As of Feb. 5, there were nine, Fluegel said, plus one individual sentenced at commitment. Their bail ranged from $2,500 to $250,000.

That low number confirms what officials had expected, Parsons said. District Attorney Heather Adams, after quickly reviewing the details of the criminal charges and bail amounts, said she saw nothing out of line.

Fluegel noted the information had to be gathered docket by docket: It took her about 70 hours to compile the report just for that one day.

Tammy Rojas of Put People First PA called on the county to support the creation of a state Public Healthcare Advocate; to build a prison with less capacity than the current one; and to redevelop the existing prison property on East King Street in ways that meet the housing and health care needs of Lancaster's poor.
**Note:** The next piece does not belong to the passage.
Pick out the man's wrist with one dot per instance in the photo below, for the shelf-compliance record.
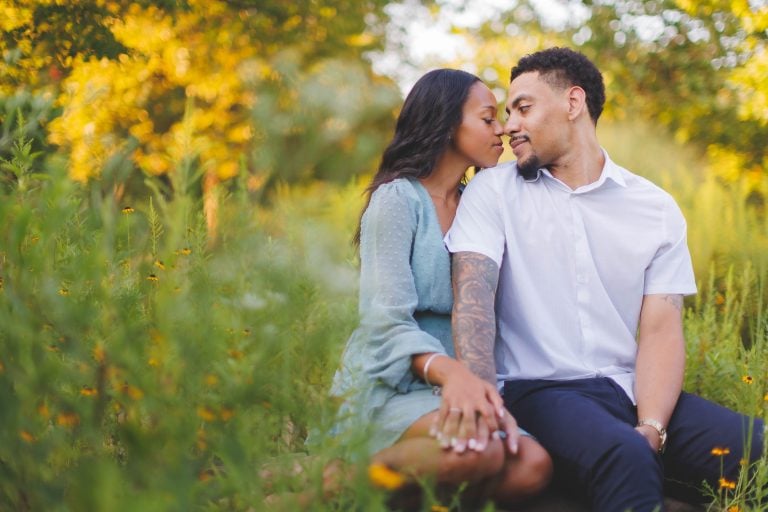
(658, 428)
She and Matthew Rosing, also of Put People First, took issue with comments Ashworth made at February's Prison Board meeting. Responding to Batt, Ashworth had said Choma's bail was appropriate and that posting bail for arrested individuals isn't always optimal: Often, he said, "the best help that they can receive are the services that are provided in prison."

Rojas and Rosing both said they landed in Lancaster County Prison earlier in life, due to decisions resulting from mental health issues and trauma, and both said the experience further traumatized them.

"Jail is not and never will be the best place for a person in trouble," Rosing said.

Ashworth said neither he nor any other judge prefers to incarcerate people if a better solution exists, and his earlier comments should not be misconstrued as implying otherwise: "Nothing could be farther from the truth."

He said a substance abuser recently came before him who could not kick his addiction, despite numerous opportunities for treatment being offered to him. The man's own attorney agreed he would die unless he were imprisoned immediately, Ashworth said.

"The desire was not to incarcerate him, but to get him in a place where he could get the treatment he needed," the judge said. "... It is never my intention or a judge's intention to simply warehouse people."